フィンランドの画家ヒューゴ・シンベリが描いたこの絵は、多くの疑問を巻き起したが、正解はない。画家は、絵の説明を一切しないことで有名だった。誰かが聞くと、人ごとにそれぞれの方法で、絵を解釈すればいい、という言葉に代えた。それでもいくつか類推して見ることができる。この絵の背景は、今も存在するヘルシンキの動物園と近くの川辺だ。当時、労働者層が好んで訪れていたこの公園の中には、老人ホームや病院、視覚障害の少女のための学校や寮など、多くの慈善団体があった。それなら、彼らは今、天使の治療のために病院に向かうのだろう。

遠くに見える山には、まだ雪が溶けず、だだっ広い野原にはまばらに春の花が咲き始めている。天使は苦痛の中でも、白いスノードロップの花束を手に握りしめている。早春に咲くこの小さな花は、癒しと復活、希望を象徴する。
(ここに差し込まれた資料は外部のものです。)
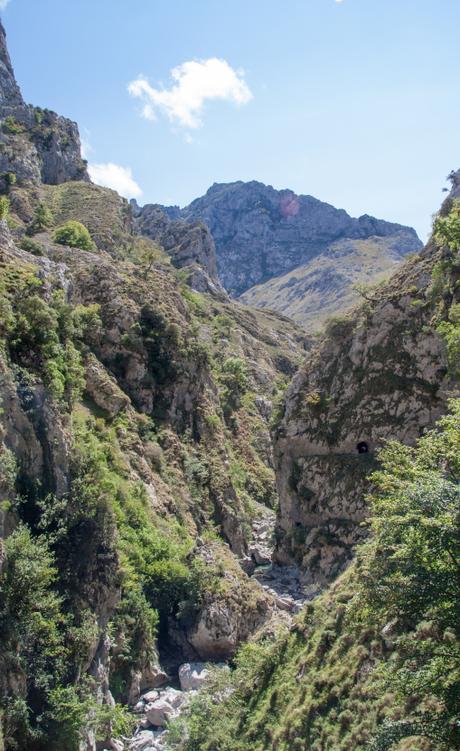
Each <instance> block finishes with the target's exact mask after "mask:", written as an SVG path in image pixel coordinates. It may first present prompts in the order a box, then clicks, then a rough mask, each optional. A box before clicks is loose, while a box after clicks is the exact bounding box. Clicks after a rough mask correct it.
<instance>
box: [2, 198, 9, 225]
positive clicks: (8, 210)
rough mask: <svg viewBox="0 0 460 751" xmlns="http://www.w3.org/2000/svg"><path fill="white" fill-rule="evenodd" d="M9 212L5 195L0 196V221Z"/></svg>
mask: <svg viewBox="0 0 460 751" xmlns="http://www.w3.org/2000/svg"><path fill="white" fill-rule="evenodd" d="M9 213H10V202H9V200H8V198H7V197H6V196H0V221H1V220H2V219H6V218H7V216H8V214H9Z"/></svg>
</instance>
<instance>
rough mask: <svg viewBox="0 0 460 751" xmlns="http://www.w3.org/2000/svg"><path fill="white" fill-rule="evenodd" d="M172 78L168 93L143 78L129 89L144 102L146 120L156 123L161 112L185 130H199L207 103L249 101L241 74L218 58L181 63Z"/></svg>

この絵を描く前に、画家も髄膜炎で数ヶ月間、病院で過ごしたので、希望の花を握った天使は、病魔と戦った画家自身の姿を投影したものともいえる。

天使は元々、神と人間の仲介者であり、美術ではいつも完璧な精神的存在として描かれてきた。しかし、シンベリの天使は傷つき、血を流す弱い人間とあまりにも告示している。だから、なおさら身近だ。弱者を助ける博愛主義、フィンランドの自然の風景、癒しと希望のメッセージ、様々な解釈の可能性などを盛り込んでいるからだろうか。2006年、この絵は幸福指数1位の国フィンランドの人々が最も愛する「国民の絵」に選ばれた。